The News Guild of New York has been desperately fighting the changes what impreMedia has been implementing.  

It began at City Hall in January, according to Fox News Latino, when they rallied council members to hold a hearing about ethnic media. Mayor Bill DeBlasio said the city could invest in all ethnic publications by putting ads for city services in these papers. They moved on to politicians in Albany in late March. 

“El Diario is a staple in the Hispanic community. And it's been that for over a 102 years, my mother reads El Diario,” Jesus Sanchez, member of the News Guild in New York said. “No matter how many times I have a computer she wants to read the newspaper, as do ten of thousands of New Yorkers in all of the burroughs. It’s how they get their news, how they know what is going on in their local communities and this particular employer has really destroyed this paper and they really don’t know what their doing.”

At the Latino leadership conference known as Somos, where notable Latinos gather and politicians court the community, Fox Lation reported that the Guild pushed the paper as a topic of conversation.

There, the Guild decided to launch an online petition asking El Diario’s parent company to save the paper. 

“We can’t force them to sell but if you have a concept and you realize your business model is not working, don’t take everyone down with you. It’s unnecessary,” Sanchez said. “And our suggestion to them [impreMedia] publicly and privately, is that if you don’t know what you’re doing doing, get out of the way and let someone else do it.
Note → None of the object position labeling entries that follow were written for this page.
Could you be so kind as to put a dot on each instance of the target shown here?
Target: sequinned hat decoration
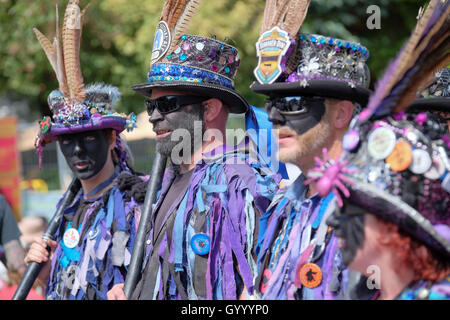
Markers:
(294, 63)
(281, 22)
(396, 164)
(76, 107)
(196, 64)
(436, 94)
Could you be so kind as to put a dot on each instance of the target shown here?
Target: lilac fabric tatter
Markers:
(224, 198)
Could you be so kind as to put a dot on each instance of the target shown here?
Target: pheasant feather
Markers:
(71, 49)
(426, 50)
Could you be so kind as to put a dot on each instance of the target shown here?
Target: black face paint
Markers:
(85, 152)
(348, 223)
(181, 119)
(299, 113)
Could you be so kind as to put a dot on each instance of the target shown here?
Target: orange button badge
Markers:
(401, 157)
(310, 275)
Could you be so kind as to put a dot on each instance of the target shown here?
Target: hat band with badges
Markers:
(201, 244)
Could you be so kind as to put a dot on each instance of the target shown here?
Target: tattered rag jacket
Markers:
(107, 228)
(223, 200)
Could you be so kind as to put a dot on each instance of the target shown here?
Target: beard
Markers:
(311, 142)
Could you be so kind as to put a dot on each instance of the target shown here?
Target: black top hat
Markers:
(325, 67)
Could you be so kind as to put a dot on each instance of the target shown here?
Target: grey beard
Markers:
(187, 124)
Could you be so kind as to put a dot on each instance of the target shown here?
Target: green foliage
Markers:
(118, 37)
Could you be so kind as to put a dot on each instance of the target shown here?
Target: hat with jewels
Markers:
(191, 63)
(436, 96)
(396, 163)
(292, 63)
(74, 106)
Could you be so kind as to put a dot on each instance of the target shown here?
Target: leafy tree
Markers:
(118, 37)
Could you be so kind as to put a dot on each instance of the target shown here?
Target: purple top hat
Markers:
(195, 64)
(76, 108)
(199, 65)
(436, 97)
(396, 164)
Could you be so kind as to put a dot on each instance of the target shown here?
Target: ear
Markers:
(343, 113)
(213, 108)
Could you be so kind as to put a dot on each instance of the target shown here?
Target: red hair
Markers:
(427, 267)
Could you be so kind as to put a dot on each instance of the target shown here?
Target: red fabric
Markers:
(7, 292)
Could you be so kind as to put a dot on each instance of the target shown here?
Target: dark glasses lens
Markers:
(169, 104)
(292, 105)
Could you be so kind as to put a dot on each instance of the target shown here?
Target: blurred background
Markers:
(116, 45)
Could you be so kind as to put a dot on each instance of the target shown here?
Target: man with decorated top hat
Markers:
(205, 219)
(91, 249)
(392, 189)
(314, 85)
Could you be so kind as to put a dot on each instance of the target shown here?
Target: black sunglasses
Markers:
(168, 104)
(293, 105)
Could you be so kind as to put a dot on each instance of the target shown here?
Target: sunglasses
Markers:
(168, 104)
(294, 105)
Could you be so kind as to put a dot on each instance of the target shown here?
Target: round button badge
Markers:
(71, 238)
(201, 244)
(380, 143)
(401, 157)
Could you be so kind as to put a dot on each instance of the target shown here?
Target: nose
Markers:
(275, 117)
(155, 116)
(78, 148)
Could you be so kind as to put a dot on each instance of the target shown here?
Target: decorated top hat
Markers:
(436, 97)
(396, 164)
(291, 63)
(196, 64)
(76, 107)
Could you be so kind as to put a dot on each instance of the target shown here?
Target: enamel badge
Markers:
(162, 41)
(271, 48)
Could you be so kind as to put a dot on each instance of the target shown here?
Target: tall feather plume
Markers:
(71, 49)
(177, 14)
(289, 15)
(426, 51)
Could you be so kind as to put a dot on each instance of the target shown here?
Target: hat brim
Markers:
(391, 208)
(231, 98)
(322, 88)
(105, 122)
(431, 104)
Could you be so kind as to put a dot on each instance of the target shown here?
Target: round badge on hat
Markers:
(71, 238)
(381, 142)
(267, 274)
(200, 244)
(310, 275)
(421, 161)
(437, 169)
(401, 157)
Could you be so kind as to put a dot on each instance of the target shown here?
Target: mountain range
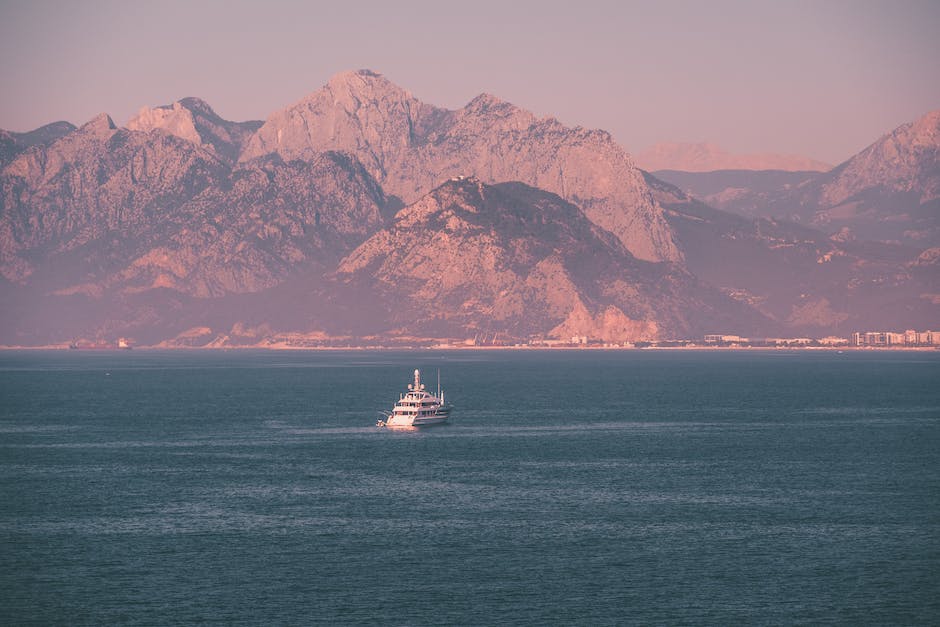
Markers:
(360, 213)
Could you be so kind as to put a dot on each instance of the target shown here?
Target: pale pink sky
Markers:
(816, 78)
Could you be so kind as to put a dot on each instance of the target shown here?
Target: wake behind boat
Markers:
(417, 407)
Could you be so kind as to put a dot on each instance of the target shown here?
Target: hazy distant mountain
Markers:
(96, 189)
(888, 192)
(798, 276)
(194, 120)
(410, 147)
(746, 192)
(471, 258)
(12, 144)
(706, 157)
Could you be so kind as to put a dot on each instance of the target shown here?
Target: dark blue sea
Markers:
(571, 487)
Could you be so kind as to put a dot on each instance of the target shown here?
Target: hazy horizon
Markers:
(820, 80)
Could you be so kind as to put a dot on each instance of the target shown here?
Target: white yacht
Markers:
(417, 407)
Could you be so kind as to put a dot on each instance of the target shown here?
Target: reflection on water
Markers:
(579, 488)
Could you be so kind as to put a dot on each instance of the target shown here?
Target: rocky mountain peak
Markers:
(359, 88)
(195, 121)
(101, 123)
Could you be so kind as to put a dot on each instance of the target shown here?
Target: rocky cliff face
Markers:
(12, 144)
(194, 120)
(472, 258)
(410, 147)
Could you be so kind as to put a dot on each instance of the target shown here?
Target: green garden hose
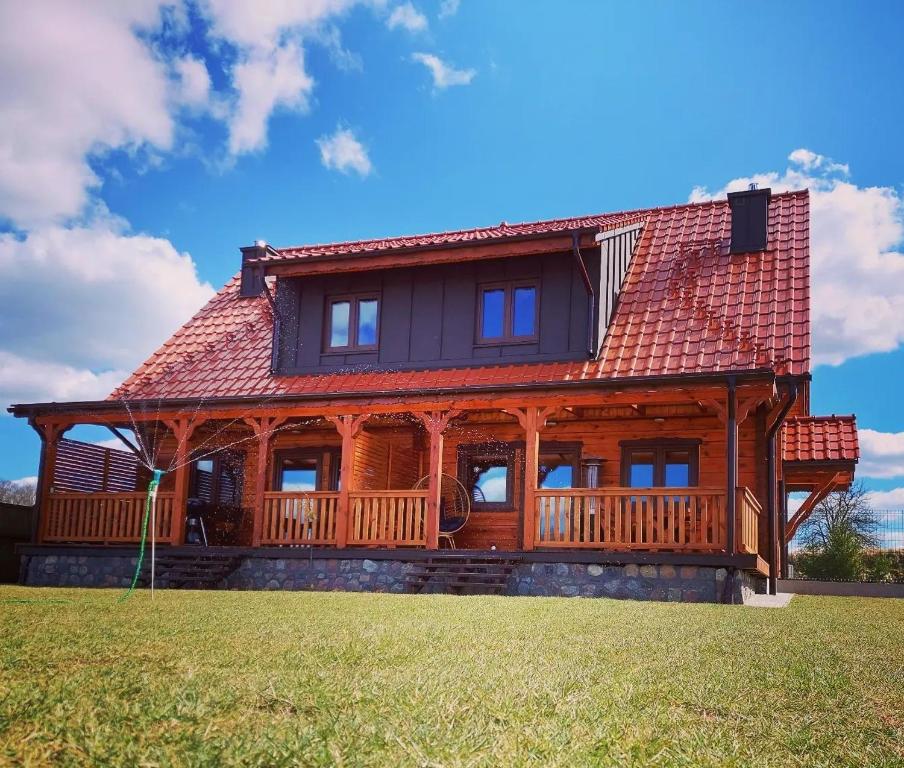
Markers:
(148, 503)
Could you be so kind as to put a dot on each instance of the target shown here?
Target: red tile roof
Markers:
(459, 237)
(687, 306)
(820, 438)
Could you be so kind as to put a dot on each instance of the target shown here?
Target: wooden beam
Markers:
(182, 430)
(435, 422)
(806, 509)
(405, 402)
(264, 428)
(349, 427)
(532, 419)
(50, 433)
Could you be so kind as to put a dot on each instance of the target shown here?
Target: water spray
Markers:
(150, 514)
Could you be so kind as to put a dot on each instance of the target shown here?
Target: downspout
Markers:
(775, 545)
(39, 489)
(588, 284)
(274, 352)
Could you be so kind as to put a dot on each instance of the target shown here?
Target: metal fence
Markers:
(881, 560)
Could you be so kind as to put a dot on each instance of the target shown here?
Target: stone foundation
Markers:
(674, 583)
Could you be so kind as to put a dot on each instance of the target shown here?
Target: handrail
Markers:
(388, 518)
(643, 519)
(107, 518)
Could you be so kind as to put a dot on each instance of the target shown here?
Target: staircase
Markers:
(462, 575)
(189, 571)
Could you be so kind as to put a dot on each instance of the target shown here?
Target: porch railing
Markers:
(387, 518)
(107, 518)
(291, 517)
(682, 519)
(749, 512)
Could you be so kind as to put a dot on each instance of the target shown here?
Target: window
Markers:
(488, 473)
(352, 323)
(508, 313)
(558, 467)
(306, 470)
(219, 479)
(671, 464)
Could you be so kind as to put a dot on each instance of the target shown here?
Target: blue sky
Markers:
(198, 128)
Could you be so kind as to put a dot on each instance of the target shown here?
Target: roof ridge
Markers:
(616, 215)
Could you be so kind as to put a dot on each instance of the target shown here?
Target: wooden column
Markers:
(182, 429)
(435, 422)
(264, 428)
(532, 420)
(50, 435)
(349, 427)
(731, 456)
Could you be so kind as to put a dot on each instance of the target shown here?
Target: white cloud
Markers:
(444, 75)
(266, 80)
(857, 268)
(83, 305)
(881, 453)
(448, 8)
(76, 81)
(28, 379)
(194, 82)
(341, 151)
(893, 499)
(269, 72)
(408, 17)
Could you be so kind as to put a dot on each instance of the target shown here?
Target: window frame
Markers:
(470, 452)
(659, 449)
(354, 300)
(508, 288)
(321, 482)
(574, 449)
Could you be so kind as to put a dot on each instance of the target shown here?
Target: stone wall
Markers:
(79, 571)
(321, 574)
(686, 583)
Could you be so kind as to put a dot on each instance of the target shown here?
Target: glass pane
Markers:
(493, 311)
(555, 473)
(677, 469)
(525, 312)
(299, 475)
(367, 322)
(490, 480)
(642, 466)
(339, 324)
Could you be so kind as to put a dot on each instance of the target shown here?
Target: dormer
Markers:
(507, 294)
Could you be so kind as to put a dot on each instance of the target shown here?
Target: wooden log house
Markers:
(624, 397)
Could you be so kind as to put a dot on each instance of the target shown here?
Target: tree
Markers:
(18, 492)
(836, 535)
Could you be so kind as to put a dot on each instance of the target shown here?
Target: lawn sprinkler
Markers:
(150, 514)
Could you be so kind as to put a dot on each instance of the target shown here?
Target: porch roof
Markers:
(686, 307)
(820, 439)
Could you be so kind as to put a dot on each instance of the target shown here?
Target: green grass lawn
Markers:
(278, 678)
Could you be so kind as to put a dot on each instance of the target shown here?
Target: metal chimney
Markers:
(749, 219)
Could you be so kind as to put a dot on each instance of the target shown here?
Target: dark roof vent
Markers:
(749, 219)
(252, 274)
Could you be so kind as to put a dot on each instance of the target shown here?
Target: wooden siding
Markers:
(428, 314)
(87, 468)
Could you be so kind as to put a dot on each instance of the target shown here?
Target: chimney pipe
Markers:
(749, 219)
(252, 274)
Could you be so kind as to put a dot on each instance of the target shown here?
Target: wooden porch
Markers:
(366, 465)
(605, 519)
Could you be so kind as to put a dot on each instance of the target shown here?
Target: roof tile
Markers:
(687, 306)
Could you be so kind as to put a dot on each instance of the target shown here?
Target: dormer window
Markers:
(507, 312)
(353, 323)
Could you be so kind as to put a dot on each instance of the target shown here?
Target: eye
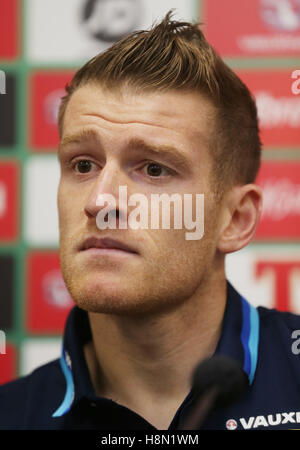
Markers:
(83, 166)
(156, 170)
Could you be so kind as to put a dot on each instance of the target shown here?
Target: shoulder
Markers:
(277, 326)
(273, 318)
(32, 398)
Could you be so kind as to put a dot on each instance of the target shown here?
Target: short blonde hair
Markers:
(175, 55)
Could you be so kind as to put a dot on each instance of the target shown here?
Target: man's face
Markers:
(150, 143)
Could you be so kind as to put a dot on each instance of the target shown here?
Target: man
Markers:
(157, 113)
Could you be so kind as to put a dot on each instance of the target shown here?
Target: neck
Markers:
(140, 361)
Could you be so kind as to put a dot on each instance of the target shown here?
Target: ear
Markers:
(241, 213)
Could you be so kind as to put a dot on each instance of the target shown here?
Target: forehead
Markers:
(182, 118)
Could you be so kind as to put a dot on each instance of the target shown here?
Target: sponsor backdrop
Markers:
(42, 42)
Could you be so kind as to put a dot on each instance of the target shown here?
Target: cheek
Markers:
(70, 208)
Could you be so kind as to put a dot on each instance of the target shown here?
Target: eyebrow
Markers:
(168, 152)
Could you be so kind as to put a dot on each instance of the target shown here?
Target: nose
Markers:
(105, 191)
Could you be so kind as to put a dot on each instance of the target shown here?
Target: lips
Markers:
(106, 243)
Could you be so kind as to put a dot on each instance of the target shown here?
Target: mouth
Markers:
(106, 245)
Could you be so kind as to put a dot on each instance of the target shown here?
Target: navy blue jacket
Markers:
(60, 395)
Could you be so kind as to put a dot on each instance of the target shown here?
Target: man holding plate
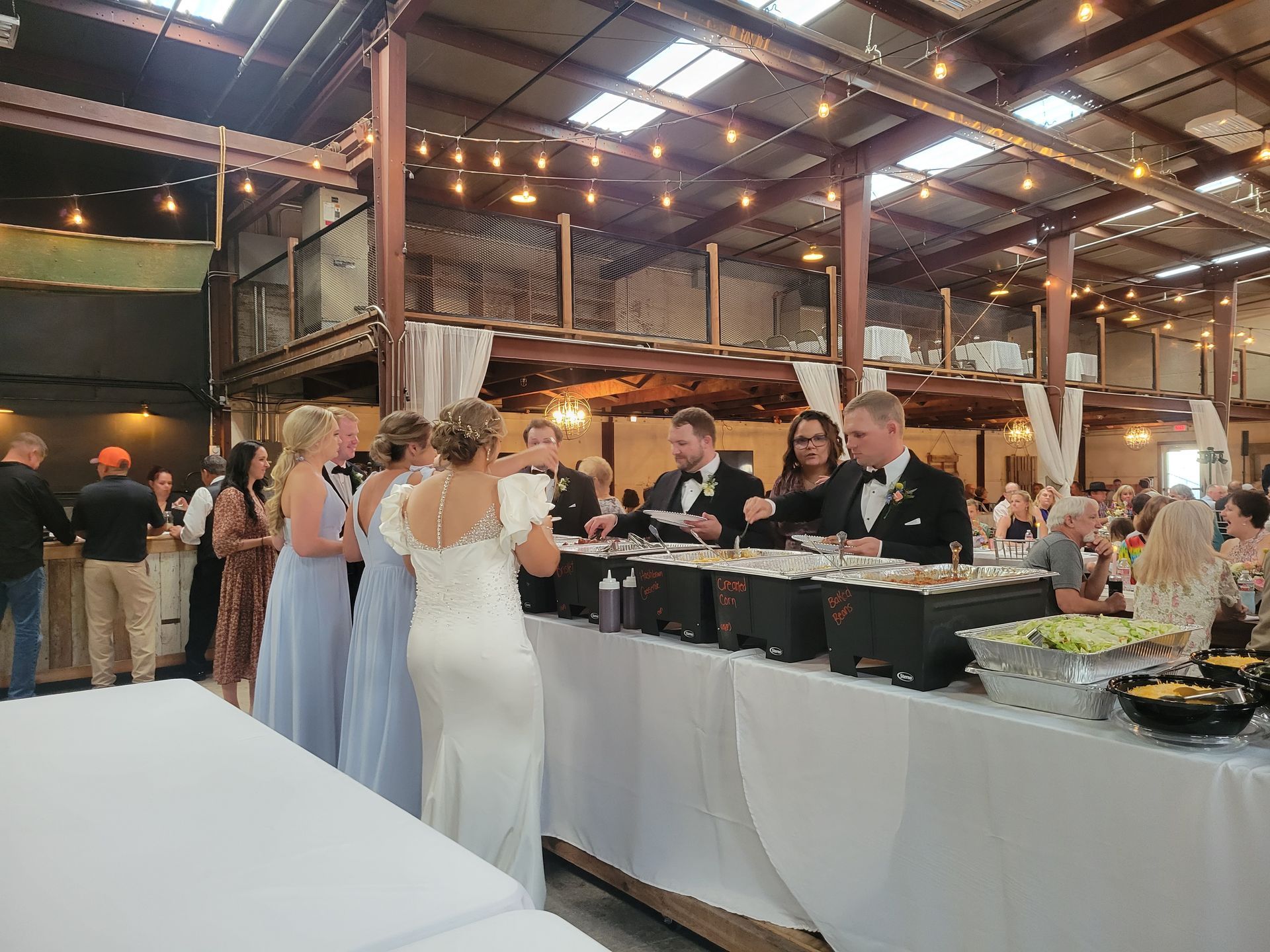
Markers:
(887, 500)
(701, 494)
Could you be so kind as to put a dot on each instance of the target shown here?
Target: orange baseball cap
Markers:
(114, 457)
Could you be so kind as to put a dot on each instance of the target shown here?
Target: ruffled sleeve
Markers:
(393, 518)
(523, 503)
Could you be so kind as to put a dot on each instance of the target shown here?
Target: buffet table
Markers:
(157, 816)
(894, 819)
(64, 651)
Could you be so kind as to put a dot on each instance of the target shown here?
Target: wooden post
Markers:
(947, 334)
(713, 292)
(566, 272)
(855, 204)
(388, 120)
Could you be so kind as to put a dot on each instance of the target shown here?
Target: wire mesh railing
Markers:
(640, 288)
(334, 272)
(262, 310)
(773, 307)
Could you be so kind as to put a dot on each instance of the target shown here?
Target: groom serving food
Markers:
(887, 500)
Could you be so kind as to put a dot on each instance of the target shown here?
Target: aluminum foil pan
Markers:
(969, 576)
(1093, 702)
(806, 565)
(1072, 668)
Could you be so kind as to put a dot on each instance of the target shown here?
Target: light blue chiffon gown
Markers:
(304, 653)
(380, 744)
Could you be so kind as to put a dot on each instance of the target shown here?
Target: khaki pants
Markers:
(107, 587)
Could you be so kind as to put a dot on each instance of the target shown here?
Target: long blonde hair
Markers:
(302, 432)
(1180, 547)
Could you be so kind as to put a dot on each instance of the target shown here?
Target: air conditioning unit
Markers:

This is not about your business or business model, you have a bigger responsibility to the public.”

Gabriel Dantur told Fox News Latino by email that the company is trying to do more with less and be innovative. 

Mendez does miss the good old days at El Diario and he keeps in touch with some of his former co-workers from his time, though he added that he does not visit El Diario’s current offices.

He’s happy now, working and doing freelance work for Lehman College in New York since he departed the paper. Medina too is doing well. After doing contracted work for NY1.com, she decided to enroll in CUNY’s graduate school for journalism where she is study social journalism. 

“Through my process of looking for a job I saw that companies were asking for social skills, like social media tools. So I thought to myself that I needed to learn these skill in order to find a good job,” Medina said. “So it was the next step for me, because I love journalism that’s really what I love and enjoy doing that’s why I wanted to continue in the industry. I decided to take a class and get those skills and if I have those skills I will get a better job. With this knowledge of the social media tools it's going to be so much easier and better.”